Das hat mit den USA zu tun, die ihre Sanktionsandrohungen im Zusammenhang mit Russland schwammig formuliert haben. Das hat aber auch mit den komplexen Geflechten russischer Unternehmen zu tun. Es sei schwierig zu erkennen, hinter welchen russischen Konzernen sanktionierte Personen stecken. „Mittelständler machen im Zweifelsfall kein Geschäft mehr in Russland“, so Büchele, der Chef des Stuttgarter Anlagenbauers M+W ist. Und er wird deutlich: „Ich verurteile, dass die Vereinigten Staaten in dieser Weise in Geschäftsbeziehungen zwischen deutschen und russischen Unternehmen eingreifen.

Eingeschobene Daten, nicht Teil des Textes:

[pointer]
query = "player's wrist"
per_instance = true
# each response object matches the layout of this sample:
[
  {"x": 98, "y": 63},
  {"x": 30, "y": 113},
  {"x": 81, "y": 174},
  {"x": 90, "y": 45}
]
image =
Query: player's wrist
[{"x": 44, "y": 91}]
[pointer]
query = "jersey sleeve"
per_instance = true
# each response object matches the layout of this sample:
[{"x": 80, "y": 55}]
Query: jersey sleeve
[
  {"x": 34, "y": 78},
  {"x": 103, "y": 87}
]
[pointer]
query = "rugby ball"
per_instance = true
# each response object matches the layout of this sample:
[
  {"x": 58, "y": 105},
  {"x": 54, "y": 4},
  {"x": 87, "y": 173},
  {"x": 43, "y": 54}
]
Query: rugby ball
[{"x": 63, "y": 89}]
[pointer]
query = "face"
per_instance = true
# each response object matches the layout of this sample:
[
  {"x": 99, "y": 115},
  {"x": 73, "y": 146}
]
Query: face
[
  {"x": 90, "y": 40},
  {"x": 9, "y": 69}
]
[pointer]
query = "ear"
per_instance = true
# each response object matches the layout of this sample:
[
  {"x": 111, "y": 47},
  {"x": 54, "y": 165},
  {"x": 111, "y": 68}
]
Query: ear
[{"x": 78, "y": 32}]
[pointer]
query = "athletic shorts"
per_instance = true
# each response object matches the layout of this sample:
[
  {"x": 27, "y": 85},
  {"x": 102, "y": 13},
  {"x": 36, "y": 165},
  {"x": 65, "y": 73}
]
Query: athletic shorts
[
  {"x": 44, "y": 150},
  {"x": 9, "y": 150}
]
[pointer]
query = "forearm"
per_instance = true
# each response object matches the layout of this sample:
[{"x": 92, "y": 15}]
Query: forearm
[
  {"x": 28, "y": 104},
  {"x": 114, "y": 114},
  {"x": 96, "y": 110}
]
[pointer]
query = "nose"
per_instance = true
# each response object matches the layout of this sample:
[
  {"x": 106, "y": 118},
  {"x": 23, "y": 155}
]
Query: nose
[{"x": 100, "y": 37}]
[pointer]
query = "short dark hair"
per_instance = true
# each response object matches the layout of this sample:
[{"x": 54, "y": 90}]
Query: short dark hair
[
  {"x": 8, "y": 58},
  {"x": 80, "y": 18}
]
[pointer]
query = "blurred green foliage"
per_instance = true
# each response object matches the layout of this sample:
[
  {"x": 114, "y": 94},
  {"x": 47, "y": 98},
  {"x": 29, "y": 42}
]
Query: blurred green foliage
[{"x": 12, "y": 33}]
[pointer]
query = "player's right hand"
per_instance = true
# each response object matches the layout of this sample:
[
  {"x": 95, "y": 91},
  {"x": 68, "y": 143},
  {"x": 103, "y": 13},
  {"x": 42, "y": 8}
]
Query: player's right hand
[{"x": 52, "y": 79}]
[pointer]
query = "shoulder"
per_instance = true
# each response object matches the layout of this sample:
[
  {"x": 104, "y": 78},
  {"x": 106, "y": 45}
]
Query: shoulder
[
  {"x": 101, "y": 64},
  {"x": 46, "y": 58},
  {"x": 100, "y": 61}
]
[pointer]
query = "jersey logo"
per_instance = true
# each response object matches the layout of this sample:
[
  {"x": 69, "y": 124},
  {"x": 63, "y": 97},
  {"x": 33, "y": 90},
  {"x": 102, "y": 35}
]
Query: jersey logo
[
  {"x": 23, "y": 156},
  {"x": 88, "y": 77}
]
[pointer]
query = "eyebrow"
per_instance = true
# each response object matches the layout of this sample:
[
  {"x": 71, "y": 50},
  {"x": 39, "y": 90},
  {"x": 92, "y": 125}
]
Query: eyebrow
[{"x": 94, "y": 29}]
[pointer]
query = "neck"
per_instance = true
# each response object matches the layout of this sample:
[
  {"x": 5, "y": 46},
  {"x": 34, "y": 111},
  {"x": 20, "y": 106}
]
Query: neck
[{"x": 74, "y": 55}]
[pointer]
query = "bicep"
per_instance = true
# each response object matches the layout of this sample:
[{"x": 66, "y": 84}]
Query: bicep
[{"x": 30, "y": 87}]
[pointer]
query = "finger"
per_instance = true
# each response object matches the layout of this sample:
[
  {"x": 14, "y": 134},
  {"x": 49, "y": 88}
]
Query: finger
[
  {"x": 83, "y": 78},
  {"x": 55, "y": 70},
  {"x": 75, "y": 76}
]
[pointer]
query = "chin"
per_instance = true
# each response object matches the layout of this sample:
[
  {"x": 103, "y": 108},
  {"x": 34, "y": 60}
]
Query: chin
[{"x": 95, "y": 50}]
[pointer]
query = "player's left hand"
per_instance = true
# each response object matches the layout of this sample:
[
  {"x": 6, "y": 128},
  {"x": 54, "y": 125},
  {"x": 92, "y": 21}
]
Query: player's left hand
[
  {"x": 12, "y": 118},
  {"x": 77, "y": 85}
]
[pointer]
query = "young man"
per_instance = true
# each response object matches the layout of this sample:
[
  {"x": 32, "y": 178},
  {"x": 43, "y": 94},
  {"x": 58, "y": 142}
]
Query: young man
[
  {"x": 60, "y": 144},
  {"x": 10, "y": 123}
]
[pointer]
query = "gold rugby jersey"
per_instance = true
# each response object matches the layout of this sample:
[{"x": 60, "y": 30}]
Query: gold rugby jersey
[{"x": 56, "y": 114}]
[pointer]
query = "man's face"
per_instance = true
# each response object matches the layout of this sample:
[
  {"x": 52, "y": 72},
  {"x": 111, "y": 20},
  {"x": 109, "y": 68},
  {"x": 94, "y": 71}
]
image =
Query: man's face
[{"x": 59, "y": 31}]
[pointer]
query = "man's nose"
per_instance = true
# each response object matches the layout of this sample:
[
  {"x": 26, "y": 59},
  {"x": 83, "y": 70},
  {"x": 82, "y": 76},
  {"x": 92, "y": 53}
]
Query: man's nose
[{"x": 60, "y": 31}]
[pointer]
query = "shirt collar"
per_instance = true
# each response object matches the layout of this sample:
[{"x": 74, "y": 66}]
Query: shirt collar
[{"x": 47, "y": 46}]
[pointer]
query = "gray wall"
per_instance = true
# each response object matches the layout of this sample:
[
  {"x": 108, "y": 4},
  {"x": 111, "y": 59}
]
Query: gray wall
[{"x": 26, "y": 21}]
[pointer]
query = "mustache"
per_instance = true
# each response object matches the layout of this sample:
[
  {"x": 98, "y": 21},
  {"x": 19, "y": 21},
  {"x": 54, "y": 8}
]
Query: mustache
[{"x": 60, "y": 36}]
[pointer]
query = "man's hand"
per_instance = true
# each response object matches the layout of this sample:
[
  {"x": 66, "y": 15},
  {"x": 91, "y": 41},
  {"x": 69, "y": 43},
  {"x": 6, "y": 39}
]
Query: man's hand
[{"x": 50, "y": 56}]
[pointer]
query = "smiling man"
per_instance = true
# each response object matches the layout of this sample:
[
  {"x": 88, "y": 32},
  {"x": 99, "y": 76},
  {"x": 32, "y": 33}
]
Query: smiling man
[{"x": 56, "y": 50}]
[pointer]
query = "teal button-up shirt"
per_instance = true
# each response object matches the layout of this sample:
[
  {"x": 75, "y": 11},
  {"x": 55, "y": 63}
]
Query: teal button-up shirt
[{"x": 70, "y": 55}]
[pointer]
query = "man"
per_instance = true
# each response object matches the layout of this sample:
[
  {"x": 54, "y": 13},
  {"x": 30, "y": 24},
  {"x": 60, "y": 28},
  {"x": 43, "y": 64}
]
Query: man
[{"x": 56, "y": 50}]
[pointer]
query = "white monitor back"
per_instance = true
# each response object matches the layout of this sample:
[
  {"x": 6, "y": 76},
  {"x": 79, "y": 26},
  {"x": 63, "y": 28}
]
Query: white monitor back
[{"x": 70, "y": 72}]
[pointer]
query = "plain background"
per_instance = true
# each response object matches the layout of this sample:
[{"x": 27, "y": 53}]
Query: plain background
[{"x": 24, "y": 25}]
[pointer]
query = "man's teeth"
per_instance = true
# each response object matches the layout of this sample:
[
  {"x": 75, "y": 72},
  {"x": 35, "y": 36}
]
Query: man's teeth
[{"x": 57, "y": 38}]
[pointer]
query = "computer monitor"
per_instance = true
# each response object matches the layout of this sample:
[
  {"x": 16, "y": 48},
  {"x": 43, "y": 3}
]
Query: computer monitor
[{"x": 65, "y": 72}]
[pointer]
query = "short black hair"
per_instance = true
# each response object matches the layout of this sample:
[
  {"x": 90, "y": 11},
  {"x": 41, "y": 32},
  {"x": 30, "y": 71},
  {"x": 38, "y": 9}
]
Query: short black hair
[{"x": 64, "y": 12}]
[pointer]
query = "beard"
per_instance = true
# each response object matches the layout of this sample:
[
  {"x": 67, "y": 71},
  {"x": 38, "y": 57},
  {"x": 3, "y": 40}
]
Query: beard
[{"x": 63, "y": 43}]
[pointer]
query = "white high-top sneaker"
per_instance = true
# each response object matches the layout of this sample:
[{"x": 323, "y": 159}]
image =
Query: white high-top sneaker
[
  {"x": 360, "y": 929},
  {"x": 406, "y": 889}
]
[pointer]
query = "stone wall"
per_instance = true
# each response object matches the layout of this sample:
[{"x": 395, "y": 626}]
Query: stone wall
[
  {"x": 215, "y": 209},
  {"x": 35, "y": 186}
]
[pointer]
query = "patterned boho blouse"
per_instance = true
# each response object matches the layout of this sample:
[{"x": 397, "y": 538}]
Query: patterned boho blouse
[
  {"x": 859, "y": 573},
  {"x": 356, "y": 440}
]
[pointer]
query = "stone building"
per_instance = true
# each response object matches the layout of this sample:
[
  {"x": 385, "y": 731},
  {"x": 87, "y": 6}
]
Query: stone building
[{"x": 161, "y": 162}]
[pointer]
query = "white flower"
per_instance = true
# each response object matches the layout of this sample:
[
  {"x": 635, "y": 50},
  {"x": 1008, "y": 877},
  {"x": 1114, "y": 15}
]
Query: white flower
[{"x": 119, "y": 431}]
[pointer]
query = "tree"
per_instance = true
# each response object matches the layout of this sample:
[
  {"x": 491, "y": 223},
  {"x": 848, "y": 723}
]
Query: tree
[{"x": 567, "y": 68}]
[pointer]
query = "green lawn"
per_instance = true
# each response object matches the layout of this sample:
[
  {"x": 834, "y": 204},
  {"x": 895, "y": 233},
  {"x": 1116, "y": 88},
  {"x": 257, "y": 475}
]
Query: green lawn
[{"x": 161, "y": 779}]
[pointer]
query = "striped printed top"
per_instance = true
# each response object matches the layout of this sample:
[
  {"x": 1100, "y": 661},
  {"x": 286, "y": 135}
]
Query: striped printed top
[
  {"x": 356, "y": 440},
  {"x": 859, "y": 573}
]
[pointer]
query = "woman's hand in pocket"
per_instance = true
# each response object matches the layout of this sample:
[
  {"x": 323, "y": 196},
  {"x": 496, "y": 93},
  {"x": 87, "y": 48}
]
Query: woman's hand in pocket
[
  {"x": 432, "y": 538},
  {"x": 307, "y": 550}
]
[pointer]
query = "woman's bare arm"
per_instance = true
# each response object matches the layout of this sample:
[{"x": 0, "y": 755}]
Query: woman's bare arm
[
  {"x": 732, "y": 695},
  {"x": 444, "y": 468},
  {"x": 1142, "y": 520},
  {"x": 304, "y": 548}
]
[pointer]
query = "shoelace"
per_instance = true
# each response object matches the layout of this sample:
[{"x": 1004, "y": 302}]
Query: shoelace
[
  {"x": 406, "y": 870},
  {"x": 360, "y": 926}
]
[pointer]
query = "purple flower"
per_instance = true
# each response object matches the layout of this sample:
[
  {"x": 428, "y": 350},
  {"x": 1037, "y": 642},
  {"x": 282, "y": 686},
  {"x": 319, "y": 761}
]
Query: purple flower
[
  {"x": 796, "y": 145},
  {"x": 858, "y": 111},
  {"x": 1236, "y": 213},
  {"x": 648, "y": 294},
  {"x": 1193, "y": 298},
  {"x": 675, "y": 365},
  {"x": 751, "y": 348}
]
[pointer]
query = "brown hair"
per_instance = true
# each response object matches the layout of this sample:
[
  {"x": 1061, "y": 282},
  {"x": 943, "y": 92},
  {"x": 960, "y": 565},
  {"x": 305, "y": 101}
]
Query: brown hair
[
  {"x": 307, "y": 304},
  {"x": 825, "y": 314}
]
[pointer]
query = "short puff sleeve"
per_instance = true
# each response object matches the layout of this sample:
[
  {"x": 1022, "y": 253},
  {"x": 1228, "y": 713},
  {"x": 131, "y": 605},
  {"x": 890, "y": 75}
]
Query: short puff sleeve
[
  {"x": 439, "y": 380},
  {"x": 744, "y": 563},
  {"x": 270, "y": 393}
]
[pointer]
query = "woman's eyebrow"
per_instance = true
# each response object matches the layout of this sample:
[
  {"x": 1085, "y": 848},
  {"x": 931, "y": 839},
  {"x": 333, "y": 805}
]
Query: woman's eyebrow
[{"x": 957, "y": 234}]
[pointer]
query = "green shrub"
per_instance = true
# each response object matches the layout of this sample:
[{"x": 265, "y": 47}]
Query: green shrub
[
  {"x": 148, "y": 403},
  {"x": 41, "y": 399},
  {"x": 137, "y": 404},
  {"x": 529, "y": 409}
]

Die Firmen können nicht mehr selbst entscheiden, mit wem sie Geschäfte machen“, kritisiert Büchele, der 1959 in Geislingen an der Steige als Sohn eines Bauunternehmers geboren wurde. Gestoppt wurden bisher vor allem Russland-Geschäfte rund um Öl und Gas, dazu gehören die Lieferungen von Pumpen oder Kompressoren, erklärt er.

Volkswagen könnte einer der betroffenen sein. Die Wolfsburger lassen unter anderem bei der russischen GAZ-Gruppe, die zum Firmenimperium von Oleg Deripaska gehört, einige Skoda-Modelle produzieren. Deripaska ist einer der Oligarchen, der auf der US-Sanktionsliste steht. Bei VW gibt man sich jedoch zugeknöpft: „Wir verfolgen die aktuelle Entwicklung sehr genau. Es ist entscheidend, ob man im Dialog bleibt und nicht nachlässt im Bemühen um eine gemeinsam politische Lösung.“ Und weiter: „Die Volkswagen AG hält grundsätzliche alle bestehenden Sanktionen ein und ist dazu mit den zuständigen Stellen im ständigen Austausch“.

Russland-Geschäft ist gerade angesprungen

Dabei haben sich insgesamt die Geschäfte mit Russland gerade wieder positiv entwickelt. Um 20 Prozent hat der Handel zwischen den beiden Ländern im vergangenen Jahr zugelegt. Einen ähnlichen Zuwachs konnte der deutsche Maschinenbau verbuchen.

Mittlerweile steht Russland wieder auf Platz neun der wichtigsten deutschen Auslandsmärkten. Und in den ersten Monaten 2018 ist es weiter nach oben gegangen. Die EU-Sanktionen gegen Russland, die seit Sommer 2014 gelten und bis Januar 2019 verlängert wurden, sowie der Verfall von Rubelkurs und Energiepreisen haben die wirtschaftlichen Beziehungen zuvor einbrechen lassen. Um 40 Prozent sackte der Handel zwischen 2014 und 2016. Doch inzwischen hätten sich „die Unternehmen mit den Sanktionen arrangiert“, so Büchele, der Chemie studiert hat und zuvor Karriere bei BASF und bei Linde gemacht hat. Die anfängliche Unsicherheit ist verflogen, die Unternehmen wissen, was erlaubt und was verboten ist. Und nun kommen die US-Sanktionen.

US-Bannstrahl bedroht auch Banken

Der US-Bannstrahl bedroht nicht nur die Industrie, sondern eben auch die Banken. Im Iran-Geschäft haben Kreditinstitute bereits leidvolle Erfahrungen machen müssen, teilweise wurden US-Strafzahlungen in Milliardenhöhe fällig. Deshalb die Vorsicht jetzt im Russland-Geschäft. „Die Lieferung von Produkten mit einem definierten Zahlungsziel von 30 bis 50 Tage klappt noch“, urteilt Büchele. Schwierig würde es aber bei der Projektfinanzierung.

Aber nicht nur die Sanktionen sieht Büchele kritisch, sondern auch das amerikanische Flüssiggas LNG. EU-Kommissionspräsident Jean-Claude Juncker und US-Präsident Donald Trump haben jüngst vereinbart, dass Europa den Amerikanern nicht nur mehr Sojabohnen abnimmt, sondern auch mehr Flüssiggas. Beides kommt den USA entgegen. Weil China als Retourkutsche für die US-Sanktionen den Import von Soja quasi gestoppt hat, sitzen die US-Bauern auf ihrer Ernte. Und weil Trump sich für eine Ölpipeline aus Alaska ausgesprochen hat – und damit Umweltschutzbedenken seines Vorgängers wegwischte – haben die USA zu viel Flüssiggas.

Ohne Nord-Stream 2 könnten Energiekosten steigen

Deshalb habe Trump vor kurzem gegen das Nord-Stream 2-Projekt gewettert; „aus Sicht von Trump macht das Sinn“, so Büchele. Doch für Deutschland und Europa würden die Energiekosten steigen und damit die Wettbewerbsfähigkeit sinken, erläutert er. Deshalb „müssen wir uns gegen Trumps Pläne stellen“, fordert er. „Wir können uns von einem anderen Staat nicht diktieren lassen, woher wir unsere Energie beziehen“, sagt Büchele.